Dans le coaching, s'élaborent des idées, des stratégies que l'entreprise ne connaît pas. Mais, comme elle a investi, elle a besoin d'avoir un retour d'information. Il faut donc que s'organise une certaine communication entre le coach, le «coaché», le DRH et le manager.

E & C : Vous constatez que la pratique du coaching reste limitée à un petit nombre de cadres. Pourquoi ?

E. P. : C'est à la fois une pratique à risque - les «coachés» peuvent quitter l'entreprise ou adopter des stratégies personnelles qui ne sont pas celles qui sont attendues - et qui demande du temps. Il faut beaucoup de disponibilité pour le «coaché». Quant au DRH, s'il veut suivre avec efficacité cette pratique sans être intrusif, il doit y consacrer du temps.

Reste que le coaching est une pratique intéressante. Mais si l'on veut en tirer tous les bénéfices, il faudrait développer le mentoring. Il s'agit d'une relation d'aide personnalisée entre managers et collaborateurs, hors des liens hiérarchiques, couramment pratiquée dans les pays anglo-saxons. Plutôt que de laisser la main uniquement à des intervenants extérieurs, il faudrait réfléchir à la mise en place d'une organisation interne qui englobe l'aspect psychologique du coaching. Mais le mentoring reste encore un peu dérangeant en France, où la structure hiérarchique est extrêmement valorisée.

PARCOURS

• Eric Pezet est professeur à l'IAE de Valenciennes. Il rejoindra, en septembre, le département sciences de gestion de l'université de Paris-Ouest-NanterreLa Défense où il sera responsable du Master GRH.

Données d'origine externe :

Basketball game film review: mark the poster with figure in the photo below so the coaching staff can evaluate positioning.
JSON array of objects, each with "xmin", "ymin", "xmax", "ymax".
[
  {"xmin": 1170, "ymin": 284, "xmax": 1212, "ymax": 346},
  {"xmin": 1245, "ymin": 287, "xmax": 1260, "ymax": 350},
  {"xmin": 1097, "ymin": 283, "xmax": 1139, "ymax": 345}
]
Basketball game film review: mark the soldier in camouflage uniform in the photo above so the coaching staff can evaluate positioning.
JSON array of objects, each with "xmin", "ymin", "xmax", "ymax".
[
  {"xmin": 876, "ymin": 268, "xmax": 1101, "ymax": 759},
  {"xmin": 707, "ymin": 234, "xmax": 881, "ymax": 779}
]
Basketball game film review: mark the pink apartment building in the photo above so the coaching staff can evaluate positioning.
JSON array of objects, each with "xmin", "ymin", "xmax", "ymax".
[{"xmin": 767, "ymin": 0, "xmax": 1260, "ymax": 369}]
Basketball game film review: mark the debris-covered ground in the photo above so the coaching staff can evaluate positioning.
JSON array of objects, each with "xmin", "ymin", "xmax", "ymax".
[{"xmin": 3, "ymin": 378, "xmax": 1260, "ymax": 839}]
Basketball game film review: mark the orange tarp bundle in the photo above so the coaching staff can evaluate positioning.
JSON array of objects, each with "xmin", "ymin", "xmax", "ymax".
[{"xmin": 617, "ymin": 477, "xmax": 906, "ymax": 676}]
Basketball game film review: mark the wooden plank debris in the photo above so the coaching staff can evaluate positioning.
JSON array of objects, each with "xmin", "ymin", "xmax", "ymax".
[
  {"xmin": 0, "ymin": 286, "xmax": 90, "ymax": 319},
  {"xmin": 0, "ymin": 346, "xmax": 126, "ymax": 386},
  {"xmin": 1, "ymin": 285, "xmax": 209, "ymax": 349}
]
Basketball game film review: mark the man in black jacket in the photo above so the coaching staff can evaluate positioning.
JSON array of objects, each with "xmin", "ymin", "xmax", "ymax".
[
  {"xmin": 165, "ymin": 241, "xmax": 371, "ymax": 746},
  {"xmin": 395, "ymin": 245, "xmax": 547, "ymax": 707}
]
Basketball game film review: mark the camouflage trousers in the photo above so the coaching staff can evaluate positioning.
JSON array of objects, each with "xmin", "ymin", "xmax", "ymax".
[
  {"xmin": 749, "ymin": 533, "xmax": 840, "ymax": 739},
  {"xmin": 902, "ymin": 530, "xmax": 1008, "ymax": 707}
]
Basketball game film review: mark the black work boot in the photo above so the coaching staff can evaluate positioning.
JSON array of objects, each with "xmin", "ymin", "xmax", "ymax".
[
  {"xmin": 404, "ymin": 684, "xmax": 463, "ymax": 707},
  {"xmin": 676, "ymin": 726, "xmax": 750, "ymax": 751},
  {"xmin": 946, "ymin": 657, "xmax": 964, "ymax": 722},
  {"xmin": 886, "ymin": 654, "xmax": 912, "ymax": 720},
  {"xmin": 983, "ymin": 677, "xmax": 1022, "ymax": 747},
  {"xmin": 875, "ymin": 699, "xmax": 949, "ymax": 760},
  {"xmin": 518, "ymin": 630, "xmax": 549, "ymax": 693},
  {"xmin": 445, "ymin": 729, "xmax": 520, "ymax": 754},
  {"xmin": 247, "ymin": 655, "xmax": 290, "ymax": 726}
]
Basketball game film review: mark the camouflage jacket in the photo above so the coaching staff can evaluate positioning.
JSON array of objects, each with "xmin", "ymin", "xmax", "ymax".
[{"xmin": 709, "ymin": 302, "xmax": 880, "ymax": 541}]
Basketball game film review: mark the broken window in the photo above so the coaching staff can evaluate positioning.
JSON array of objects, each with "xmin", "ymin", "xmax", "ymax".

• Il a auparavant occupé différentes fonctions dans les ressources humaines, dont celle de DRH dans un grand groupe industriel.

• Il est l'auteur de plusieurs articles sur le coaching et a dirigé l'ouvrage Management et conduite de soi. Enquête sur les ascèses de la performance (Vuibert, 2007).

SES LECTURES

La nouvelle raison du monde. Essai sur la société néolibérale, Pierre Dardot et Christian Laval, La Découverte, 2009.

L'herméneutique du sujet. Cours au collège de France (1981-1982), Michel Foucault, Gallimard-Seuil, coll. Hautes Etudes, 2001.

Personnel et DRH. L'affirmation de la fonction personnel dans les entreprises (France, 1830-1990), Jean Fombonne, Vuibert, 2001.